Financial statements are basic and formal means through which management of an enterprise make public communication of financial information along with select quantitative details. They are structured financial representation of the financial position, performance and cash flows of an enterprise. Every investor must check for these financial statements before planning for investments.
There are 3 main accounting statements which all investors should considered. They are
1. Income statement
2. Balance sheet
3. Cash flow statement.
Let's discuss why it is important.
Income statement - The Income Statement is one of a company’s core financial statements that shows their profit and loss over a period of time. The profit or loss is determined by taking all revenues and subtracting all expenses from both operating and non-operating activities.
The income statement is one of three statement used in both corporate finance and accounting. The statement displays the company’s revenue, costs, gross profit, selling and administrative expenses, other expenses and income, taxes paid, and net profit, in a coherent and logical manner.
Balance sheet - A balance sheet is a financial statement that reports a company's assets, liabilities and shareholders' equity at a specific point in time, and provides a basis for computing rates of return and evaluating its capital structure. It is a financial statement that provides a snapshot of what a company owns and owes, as well as the amount invested by shareholders.

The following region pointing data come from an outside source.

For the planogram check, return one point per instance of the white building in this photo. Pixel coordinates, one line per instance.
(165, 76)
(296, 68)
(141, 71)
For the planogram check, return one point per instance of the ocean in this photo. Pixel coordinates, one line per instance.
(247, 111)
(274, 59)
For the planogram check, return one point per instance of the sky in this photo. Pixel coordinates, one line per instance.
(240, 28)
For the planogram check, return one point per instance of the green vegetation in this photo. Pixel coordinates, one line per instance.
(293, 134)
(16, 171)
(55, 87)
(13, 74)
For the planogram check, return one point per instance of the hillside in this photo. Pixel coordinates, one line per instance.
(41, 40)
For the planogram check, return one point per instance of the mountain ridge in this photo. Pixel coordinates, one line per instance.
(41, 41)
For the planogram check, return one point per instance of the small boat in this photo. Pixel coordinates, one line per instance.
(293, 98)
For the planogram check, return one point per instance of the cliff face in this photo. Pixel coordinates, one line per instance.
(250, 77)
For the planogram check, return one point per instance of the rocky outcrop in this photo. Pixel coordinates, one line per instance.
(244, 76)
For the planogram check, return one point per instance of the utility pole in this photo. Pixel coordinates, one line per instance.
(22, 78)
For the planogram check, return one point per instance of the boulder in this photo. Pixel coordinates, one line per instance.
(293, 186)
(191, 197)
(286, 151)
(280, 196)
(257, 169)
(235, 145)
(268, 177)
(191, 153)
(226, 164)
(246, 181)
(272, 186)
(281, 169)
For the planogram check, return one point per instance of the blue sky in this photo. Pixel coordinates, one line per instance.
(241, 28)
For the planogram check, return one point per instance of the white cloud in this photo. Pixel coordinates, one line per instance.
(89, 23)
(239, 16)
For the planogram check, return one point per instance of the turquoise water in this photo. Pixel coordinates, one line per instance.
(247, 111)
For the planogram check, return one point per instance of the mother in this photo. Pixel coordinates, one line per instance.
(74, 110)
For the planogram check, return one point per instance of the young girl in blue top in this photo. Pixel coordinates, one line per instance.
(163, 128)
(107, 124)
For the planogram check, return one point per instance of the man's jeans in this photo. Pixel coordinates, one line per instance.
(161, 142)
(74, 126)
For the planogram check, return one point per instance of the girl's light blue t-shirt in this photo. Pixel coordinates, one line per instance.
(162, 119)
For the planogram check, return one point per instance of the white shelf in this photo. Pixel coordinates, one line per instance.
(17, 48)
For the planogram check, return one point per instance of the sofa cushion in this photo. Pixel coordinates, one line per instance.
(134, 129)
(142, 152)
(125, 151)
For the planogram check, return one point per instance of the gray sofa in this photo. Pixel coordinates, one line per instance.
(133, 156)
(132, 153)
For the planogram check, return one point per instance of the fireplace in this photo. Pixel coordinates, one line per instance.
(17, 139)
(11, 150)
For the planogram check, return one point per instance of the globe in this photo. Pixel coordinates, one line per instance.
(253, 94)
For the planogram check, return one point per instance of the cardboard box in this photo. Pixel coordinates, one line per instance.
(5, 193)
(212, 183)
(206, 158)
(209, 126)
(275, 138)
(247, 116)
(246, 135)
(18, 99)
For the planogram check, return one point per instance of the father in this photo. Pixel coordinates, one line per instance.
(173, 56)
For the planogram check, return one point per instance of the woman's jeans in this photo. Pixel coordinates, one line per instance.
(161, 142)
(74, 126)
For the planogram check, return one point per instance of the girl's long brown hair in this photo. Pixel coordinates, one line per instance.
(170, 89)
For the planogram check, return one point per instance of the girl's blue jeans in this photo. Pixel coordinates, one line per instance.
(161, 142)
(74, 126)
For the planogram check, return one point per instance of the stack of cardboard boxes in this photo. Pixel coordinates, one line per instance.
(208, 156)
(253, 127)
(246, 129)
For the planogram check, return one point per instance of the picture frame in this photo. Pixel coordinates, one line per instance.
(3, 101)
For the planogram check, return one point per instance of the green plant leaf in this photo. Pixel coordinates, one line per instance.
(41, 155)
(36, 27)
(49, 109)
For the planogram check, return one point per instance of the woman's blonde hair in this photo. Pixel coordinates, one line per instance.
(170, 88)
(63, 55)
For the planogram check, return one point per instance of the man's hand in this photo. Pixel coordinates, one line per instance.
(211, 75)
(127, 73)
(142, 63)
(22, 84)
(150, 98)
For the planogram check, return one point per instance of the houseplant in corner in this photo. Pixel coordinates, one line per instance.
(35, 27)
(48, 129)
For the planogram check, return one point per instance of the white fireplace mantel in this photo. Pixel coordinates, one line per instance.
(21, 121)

The balance sheet is a snapshot representing the state of a company's finances at a moment in time. By itself, it cannot give a sense of the trends that are playing out over a longer period. For this reason, the balance sheet should be compared with those of previous periods. It should also be compared with those of other businesses in the same industry since different industries have unique approaches to financing.
Cash flow statement - A cash flow statement is a financial statement that provides aggregate data regarding all cash inflows a company receives from its ongoing operations and external investment sources. It also includes all cash outflows that pay for business activities and investments during a given period.
A company's financial statements offer investors and analysts a portrait of all the transactions that go through the business, where every transaction contributes to its success. The cash flow statement is believed to be the most intuitive of all the financial statements because it follows the cash made by the business in three main ways—through operations, investment, and financing. The sum of these three segments is called net cash flow.
These three different sections of the cash flow statement can help investors determine the value of a company's stock or the company as a whole.
Conslusion- So with the help of these 3 statement, we will be able to know the financial strenght and weekness of the company. This is the key data to be checked before investing in any organisation.